Sample size is the number of subjects per arm an experiment needs to detect a chosen effect with acceptable error rates. It is computed in advance from the baseline rate, the minimum effect worth detecting, and the false-positive and false-negative rates you accept. Too small and you miss real effects; running until 'it looks good' inflates false positives.

Verified against primary sources

What this means

Sample size is how many subjects per variant you need before the experiment can reliably tell signal from noise. It depends on four things: the baseline conversion rate, the smallest effect you care about (the minimum detectable effect), the significance level (false-positive rate), and the power (one minus the false-negative rate). Fix those and the required size follows.

Why plan it first

If the sample is too small, the test is underpowered: a real effect can be present yet go undetected, and a null result means little. If instead you run with no target and stop when the numbers look good, you are peeking, which inflates false positives. Computing the size up front gives a clear stopping point and an honest interpretation either way.

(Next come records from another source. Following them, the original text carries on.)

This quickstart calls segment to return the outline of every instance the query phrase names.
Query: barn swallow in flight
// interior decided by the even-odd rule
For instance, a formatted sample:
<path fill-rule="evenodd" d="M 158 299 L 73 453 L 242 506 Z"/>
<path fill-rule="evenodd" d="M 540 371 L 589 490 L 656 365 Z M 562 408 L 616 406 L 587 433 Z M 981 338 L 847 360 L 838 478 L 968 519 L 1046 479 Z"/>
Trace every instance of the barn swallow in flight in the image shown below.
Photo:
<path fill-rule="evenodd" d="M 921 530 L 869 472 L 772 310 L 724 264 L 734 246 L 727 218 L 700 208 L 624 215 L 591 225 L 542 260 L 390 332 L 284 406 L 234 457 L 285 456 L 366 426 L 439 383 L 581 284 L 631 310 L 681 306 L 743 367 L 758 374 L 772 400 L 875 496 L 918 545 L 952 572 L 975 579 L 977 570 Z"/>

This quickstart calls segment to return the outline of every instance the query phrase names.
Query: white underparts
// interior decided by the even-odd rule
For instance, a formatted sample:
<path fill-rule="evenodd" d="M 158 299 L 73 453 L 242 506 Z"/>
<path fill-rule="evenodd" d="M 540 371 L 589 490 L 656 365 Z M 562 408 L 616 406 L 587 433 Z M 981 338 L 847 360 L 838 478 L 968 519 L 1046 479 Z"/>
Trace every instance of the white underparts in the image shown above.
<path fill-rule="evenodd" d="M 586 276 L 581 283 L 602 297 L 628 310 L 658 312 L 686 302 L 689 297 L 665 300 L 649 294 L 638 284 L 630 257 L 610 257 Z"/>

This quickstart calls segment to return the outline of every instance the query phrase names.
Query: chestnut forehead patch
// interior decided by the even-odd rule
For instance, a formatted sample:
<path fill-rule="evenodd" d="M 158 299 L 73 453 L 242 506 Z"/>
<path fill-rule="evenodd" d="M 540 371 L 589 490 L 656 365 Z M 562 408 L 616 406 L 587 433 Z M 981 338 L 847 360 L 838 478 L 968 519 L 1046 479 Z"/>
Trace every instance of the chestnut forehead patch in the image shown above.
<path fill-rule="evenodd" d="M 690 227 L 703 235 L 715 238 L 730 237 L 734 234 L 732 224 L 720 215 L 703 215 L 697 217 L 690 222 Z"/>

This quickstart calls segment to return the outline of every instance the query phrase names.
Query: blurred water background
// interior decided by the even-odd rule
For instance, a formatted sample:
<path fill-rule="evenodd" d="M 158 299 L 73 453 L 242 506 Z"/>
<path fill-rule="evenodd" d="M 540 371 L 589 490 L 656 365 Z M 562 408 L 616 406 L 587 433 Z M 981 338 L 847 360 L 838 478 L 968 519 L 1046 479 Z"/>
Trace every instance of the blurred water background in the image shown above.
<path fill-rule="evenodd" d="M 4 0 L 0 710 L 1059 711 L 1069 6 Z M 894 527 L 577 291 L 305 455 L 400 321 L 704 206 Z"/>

Smaller effects need larger samples — detecting a tiny improvement can require far more traffic than detecting a large one.

Depends on baseline, effect size, significance, power
Underpowered tests miss real effects
A pre-set size prevents result-peeking

How it appears in analytics and logs

A sample-size calculation tells you the traffic an experiment needs to reliably detect the effect you care about. Falling short means a 'no difference' result may simply be an underpowered test.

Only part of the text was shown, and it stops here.